Tandis que la participation de la Suisse à une infrastructure internationale de recherche est appréciée et recherchée par les autres États, elle ne joue pas de rôle décisif dans la création de cette infrastructure. En effet, les contributions financières de la Suisse tiennent en général compte de l’utilisation de l’infrastructure par ses chercheurs et oscillent dès lors, selon les cas, entre 1% et 5% du budget. De ce fait, la Suisse peut envisager de multiples mais modestes participations à des infrastructures internationales de recherche et ainsi permettre à ses chercheurs et entreprises de bénéficier des meilleurs instruments scientifiques au niveau mondial dans de nombreux domaines. La Confédération atteint par là un des objectifs de la Stratégie internationale de la Suisse dans le domaine formation, recherche et innovation, qui prévoit que les acteurs FRI suisses ont accès aux infrastructures, programmes et services à l’étranger, leur permettant de préserver et d’améliorer la qualité de leurs prestations. Elle garantit aussi aux entreprises suisses un accès privilégié au marché à haute valeur ajoutée constitué par les commandes de ces infrastructures internationales.

Mise à jour du rapport «Feuille de route suisse pour les infrastructures de recherche»
Le Secrétariat d’État à la formation, à la recherche et à l’innovation est l’office chargé d’élaborer tous les quatre ans, à l’intention du Conseil fédéral, un rapport visant à dresser un état des lieux des infrastructures de recherche. Cette feuille de route tient compte, à l’échelle nationale, des priorités de développement définies dans les différents domaines ainsi que dans le domaine des EPF et des hautes écoles et, sur le plan international, des derniers développements, principalement dans l’encouragement de la recherche européenne.

La Feuille de route suisse pour les infrastructures de recherche 2019 a été élaborée en étroite collaboration avec les hautes écoles (universités et hautes écoles spécialisées) et les établissements du domaine des EPF. Elle donne une vue d’ensemble des infrastructures de recherche nationales ou internationales, en cours de réalisation ou nouvellement planifiées, qui sont considérées comme prioritaires. Ces projets revêtent une importance nationale et sont accessibles à tous les chercheurs des hautes écoles sur la base de critères prédéfinis. Le rapport constitue une base de planification pour la Confédération dans la perspective du futur message FRI pour les années 2021 à 2024. Il est ainsi possible d’anticiper la coordination de nouveaux projets au niveau national ainsi que leur pérennisation.

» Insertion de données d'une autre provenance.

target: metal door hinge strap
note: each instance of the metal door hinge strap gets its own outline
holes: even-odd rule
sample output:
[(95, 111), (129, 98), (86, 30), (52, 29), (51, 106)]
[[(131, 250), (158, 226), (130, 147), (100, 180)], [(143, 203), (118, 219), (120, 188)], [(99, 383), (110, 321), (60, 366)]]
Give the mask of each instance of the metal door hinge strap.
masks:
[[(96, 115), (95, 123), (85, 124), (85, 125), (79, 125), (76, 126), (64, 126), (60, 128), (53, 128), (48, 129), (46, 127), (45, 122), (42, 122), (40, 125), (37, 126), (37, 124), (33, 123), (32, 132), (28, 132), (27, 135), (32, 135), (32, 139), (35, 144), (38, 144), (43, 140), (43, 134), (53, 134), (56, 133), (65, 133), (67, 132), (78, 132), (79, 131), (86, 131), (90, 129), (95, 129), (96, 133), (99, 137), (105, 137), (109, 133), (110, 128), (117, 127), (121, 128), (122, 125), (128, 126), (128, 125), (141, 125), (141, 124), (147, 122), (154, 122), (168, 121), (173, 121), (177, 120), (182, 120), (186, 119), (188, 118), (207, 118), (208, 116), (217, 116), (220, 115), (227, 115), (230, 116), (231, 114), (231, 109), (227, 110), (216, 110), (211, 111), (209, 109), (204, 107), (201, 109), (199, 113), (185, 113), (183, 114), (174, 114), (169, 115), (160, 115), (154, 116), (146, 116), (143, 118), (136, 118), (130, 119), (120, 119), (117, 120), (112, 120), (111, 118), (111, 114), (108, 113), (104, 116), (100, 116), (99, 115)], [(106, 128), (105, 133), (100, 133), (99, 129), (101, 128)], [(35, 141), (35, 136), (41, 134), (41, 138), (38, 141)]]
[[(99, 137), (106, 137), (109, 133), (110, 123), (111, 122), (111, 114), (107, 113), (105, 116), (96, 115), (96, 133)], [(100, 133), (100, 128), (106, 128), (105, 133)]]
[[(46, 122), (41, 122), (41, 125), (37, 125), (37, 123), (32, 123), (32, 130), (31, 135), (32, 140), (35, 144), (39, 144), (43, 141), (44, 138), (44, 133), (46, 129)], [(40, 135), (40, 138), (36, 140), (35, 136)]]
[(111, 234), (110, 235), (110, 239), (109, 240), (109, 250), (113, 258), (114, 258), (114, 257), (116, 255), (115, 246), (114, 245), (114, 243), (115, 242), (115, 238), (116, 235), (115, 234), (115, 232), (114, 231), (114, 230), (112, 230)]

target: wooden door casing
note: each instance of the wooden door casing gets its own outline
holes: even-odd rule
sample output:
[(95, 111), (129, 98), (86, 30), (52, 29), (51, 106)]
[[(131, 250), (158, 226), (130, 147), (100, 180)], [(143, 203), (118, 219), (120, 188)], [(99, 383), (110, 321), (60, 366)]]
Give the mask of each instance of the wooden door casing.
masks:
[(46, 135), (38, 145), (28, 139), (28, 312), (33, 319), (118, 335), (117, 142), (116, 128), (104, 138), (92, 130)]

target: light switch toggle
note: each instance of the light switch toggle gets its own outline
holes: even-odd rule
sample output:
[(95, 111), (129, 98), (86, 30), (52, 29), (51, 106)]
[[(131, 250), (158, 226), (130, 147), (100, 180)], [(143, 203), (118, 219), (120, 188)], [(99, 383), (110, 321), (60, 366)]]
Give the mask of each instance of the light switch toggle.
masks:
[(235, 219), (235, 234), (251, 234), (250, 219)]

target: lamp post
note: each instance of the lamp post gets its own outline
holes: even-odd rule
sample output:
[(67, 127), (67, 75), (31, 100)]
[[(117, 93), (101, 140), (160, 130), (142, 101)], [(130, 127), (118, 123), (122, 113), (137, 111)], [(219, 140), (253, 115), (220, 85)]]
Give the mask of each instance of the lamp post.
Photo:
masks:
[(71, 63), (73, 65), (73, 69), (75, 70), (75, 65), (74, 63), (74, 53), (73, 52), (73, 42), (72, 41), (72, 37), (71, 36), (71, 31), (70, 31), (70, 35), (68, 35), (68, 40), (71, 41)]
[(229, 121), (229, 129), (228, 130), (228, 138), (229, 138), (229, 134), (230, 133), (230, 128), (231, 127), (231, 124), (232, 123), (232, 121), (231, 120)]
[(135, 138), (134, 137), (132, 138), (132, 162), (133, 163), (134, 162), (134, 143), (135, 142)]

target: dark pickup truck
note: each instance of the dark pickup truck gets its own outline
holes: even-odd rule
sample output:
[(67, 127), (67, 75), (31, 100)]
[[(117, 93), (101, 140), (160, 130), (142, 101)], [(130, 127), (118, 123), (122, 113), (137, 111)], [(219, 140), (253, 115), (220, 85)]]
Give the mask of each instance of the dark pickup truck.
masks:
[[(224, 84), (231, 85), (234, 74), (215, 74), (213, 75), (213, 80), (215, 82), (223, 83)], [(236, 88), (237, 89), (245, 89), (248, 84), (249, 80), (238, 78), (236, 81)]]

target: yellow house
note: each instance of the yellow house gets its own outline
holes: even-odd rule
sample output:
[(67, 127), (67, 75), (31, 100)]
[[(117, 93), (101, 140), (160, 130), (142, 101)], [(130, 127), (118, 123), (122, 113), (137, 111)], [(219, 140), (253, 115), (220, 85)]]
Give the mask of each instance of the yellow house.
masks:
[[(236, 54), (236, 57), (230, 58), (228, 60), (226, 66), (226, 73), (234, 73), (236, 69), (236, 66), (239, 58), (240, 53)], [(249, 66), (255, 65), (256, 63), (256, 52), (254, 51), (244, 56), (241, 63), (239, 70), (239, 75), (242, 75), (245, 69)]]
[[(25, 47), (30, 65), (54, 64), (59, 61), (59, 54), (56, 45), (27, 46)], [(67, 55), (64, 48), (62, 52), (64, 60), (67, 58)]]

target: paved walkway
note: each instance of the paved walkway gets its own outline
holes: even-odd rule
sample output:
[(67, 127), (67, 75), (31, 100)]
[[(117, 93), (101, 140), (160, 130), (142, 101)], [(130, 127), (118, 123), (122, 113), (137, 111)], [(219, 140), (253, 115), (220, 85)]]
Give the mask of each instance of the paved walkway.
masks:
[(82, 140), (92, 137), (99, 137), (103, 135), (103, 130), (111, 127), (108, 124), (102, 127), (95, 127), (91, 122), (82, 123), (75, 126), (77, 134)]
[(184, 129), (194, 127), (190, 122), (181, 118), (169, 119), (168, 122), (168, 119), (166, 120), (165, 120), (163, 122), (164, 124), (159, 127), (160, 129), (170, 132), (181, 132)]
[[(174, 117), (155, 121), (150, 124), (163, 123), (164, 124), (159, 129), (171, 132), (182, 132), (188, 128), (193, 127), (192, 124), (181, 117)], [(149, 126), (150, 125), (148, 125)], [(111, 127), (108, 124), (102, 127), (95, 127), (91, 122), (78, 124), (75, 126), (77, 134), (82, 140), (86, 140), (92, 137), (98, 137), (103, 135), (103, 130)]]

La Feuille de route en soi n’est pas un instrument de financement. Elle donne la possibilité aux hautes écoles et aux établissements de recherche du domaine des EPF de positionner et de mettre en avant leurs projets prioritaires tant à l’échelle nationale que sur le plan international. Il appartient à ces institutions de préparer les décisions de financement qui doivent permettre de construire les infrastructures de recherche nouvellement planifiées et, le cas échéant, à la Confédération de décider de rejoindre l’une ou l’autre nouvelle infrastructure de recherche internationale.